Test Mathematical Part 2 (Mathematical model of item reaction theory)

This is a continuation of Test Mathematics Part 1 (Question Setting and Data Generation).

Last time, it was "Problem setting and data generation". This time, it is "About the mathematical model used in the item reaction theory".

The environment used is

is.

Item characteristic curve

As I wrote last time, the problem consciousness here was to ** estimate the ability of the test taker and the difficulty of the problem ** when the test results were given. To estimate this, let's focus on a particular question and graph how well the test taker can answer that question. In extreme cases, you will get a graph like this:

import numpy as np
import matplotlib.pyplot as plt
x = np.linspace(-4, 4, 41)
y = x > 1.3
plt.step(x, y)
plt.xlabel("leaner's skill")
plt.ylabel("probability which learner can answer correctly")
plt.show()

image.png

The horizontal axis is the numerical value representing the ability of the examinee, and the vertical axis is the probability that the learner of that ability will answer the question correctly. Such a graph is called a ** item characteristic curve **. This example would always give the correct answer when the learner's ability exceeds 1.3, and always give the wrong answer when it is not. If you have such a question, you can put it in the exam to measure whether the learner's ability is above 1.3.

What is the learner's ability value here? I think that the question naturally arises. To conclude, the absolute value of this number has no meaning. However, when there are two relative problems, for example, question 1 above, question 2 is another. image.png Let's say you have the item characteristic curve. At this time, it can be judged that Q1 is more difficult than Q2. In fact,

Candidate 1 Candidate 2 Candidate 3
Question 1 Wrong Wrong Positive
Question 2 Wrong Positive Positive

When the result is obtained, the ability value will be Candidate 1 <Examinee 2 <Examinee 3. Also, in this situation, "Q1 (correct) and Q2 (wrong)" will not occur.

By the way, this situation is a little extreme because the two people who can answer correctly or answer incorrectly are decisive. Considering the actual statistical processing, it is expected that correct and incorrect answers are probabilistic to some extent. In particular, candidates with the ability to pass the mark will be able to answer correctly depending on the question. In that sense, what is actually used as the item characteristic curve is, for example, as follows. image.png For problems with good properties (problems that do not reverse the difficulty and correct answer rate), the cumulative density function of the probability distribution seems to be a good model. In item reaction theory, the logistic distribution is often used as a function that is mathematically easy to handle. A model using a logistic distribution is called a ** logistic model ** (logistic model). Depending on the number of parameters per problem, 1 to 3 parameter logistic models are well known [^ 1]. The following describes this 1 to 3 parameter logistic model.

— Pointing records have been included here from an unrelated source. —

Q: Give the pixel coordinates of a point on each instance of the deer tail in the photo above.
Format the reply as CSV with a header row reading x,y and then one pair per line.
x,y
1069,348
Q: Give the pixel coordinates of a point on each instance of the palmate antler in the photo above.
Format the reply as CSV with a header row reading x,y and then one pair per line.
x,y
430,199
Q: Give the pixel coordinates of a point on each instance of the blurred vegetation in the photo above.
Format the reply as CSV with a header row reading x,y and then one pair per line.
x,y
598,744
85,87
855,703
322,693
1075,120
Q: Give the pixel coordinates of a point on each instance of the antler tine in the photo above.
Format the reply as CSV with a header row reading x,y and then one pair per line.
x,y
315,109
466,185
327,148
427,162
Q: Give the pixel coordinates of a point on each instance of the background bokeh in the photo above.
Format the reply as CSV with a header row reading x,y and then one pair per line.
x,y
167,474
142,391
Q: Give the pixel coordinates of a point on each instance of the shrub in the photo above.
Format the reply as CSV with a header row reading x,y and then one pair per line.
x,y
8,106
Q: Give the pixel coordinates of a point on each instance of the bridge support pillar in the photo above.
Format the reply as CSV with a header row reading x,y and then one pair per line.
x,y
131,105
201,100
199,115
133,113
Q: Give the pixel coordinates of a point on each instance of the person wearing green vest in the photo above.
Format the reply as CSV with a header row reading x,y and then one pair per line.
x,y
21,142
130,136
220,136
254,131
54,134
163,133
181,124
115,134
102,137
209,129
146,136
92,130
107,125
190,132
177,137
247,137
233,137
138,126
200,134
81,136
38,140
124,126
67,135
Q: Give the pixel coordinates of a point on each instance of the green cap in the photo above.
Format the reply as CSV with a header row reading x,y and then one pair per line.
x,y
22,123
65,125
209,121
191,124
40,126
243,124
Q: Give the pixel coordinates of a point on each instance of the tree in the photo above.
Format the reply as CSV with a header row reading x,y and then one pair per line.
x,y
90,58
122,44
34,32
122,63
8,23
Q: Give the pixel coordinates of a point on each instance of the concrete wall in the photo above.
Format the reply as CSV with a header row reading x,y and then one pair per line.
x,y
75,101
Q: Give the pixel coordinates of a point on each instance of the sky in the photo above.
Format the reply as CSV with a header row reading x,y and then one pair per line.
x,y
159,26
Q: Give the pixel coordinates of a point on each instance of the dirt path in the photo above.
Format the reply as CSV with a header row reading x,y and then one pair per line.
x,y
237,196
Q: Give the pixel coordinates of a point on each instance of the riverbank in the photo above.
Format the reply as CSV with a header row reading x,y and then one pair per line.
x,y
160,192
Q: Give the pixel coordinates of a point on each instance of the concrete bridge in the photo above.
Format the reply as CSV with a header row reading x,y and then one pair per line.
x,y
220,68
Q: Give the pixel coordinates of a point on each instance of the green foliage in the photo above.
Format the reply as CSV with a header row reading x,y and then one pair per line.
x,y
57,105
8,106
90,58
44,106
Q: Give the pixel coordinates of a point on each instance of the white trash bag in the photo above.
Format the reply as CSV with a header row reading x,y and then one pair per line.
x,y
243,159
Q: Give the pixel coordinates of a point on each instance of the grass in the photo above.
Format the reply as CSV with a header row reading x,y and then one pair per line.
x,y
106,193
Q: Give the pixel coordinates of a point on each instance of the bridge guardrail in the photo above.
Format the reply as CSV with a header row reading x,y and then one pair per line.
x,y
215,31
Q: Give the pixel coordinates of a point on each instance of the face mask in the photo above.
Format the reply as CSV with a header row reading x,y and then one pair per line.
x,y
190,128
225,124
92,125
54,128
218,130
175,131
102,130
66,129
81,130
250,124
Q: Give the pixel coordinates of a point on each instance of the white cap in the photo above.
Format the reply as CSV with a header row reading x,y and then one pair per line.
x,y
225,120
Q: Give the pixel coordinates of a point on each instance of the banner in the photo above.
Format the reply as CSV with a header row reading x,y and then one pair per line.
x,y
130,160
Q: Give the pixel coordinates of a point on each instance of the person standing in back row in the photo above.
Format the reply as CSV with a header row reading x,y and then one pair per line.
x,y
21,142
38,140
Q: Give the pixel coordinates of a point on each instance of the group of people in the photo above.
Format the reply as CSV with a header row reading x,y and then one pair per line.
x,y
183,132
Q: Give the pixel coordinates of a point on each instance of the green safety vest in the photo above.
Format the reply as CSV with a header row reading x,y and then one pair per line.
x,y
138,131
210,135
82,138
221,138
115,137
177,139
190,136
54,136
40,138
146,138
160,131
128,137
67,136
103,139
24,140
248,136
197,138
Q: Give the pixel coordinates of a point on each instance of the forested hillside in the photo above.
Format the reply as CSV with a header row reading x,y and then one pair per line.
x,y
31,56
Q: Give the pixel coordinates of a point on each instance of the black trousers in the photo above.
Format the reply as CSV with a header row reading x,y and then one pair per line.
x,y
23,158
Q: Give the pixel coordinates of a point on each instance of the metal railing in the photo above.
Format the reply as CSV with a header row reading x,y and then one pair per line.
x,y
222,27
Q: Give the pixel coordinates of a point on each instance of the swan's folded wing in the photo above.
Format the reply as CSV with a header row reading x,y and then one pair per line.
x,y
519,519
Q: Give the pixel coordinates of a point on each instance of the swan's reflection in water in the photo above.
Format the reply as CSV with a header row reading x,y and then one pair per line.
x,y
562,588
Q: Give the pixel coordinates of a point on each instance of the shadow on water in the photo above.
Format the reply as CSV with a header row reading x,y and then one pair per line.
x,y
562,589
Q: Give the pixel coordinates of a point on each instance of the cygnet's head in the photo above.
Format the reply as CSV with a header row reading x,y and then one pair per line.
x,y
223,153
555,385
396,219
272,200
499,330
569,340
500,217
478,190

1 parameter logistic model (1PL model, Rasch model)

The 1 parameter logistic model is one of the simplest items treated as an item characteristic curve and can be expressed by the following formula.

\Pr\{u_{ij} = 1|\theta, a, b\} = \frac{1}{1 + \exp(-a(\theta_j - b_i))}

Here, as in the previous article, the parameter for the question is subscripted with $ i $, and the parameter for the test taker is subscripted with $ j $. $ u_ {ij} $ is a random variable that indicates whether the test taker $ j $ can answer the question $ i $ correctly. Assuming that the total number of questions is $ I $ and the total number of test takers is $ J $, the number of paramters in this model is $ I $ ($ = b_i $) for questions and $ J for test takers. There are $ ($ = \ theta_j ) and one ( = a $) $ I + J + 1 $ related to the whole. The item characteristic curve is drawn as follows.

a = 3
def L1P(b, x, a=a):
    return 1 / (1 + np.exp(-  a * (x - b)))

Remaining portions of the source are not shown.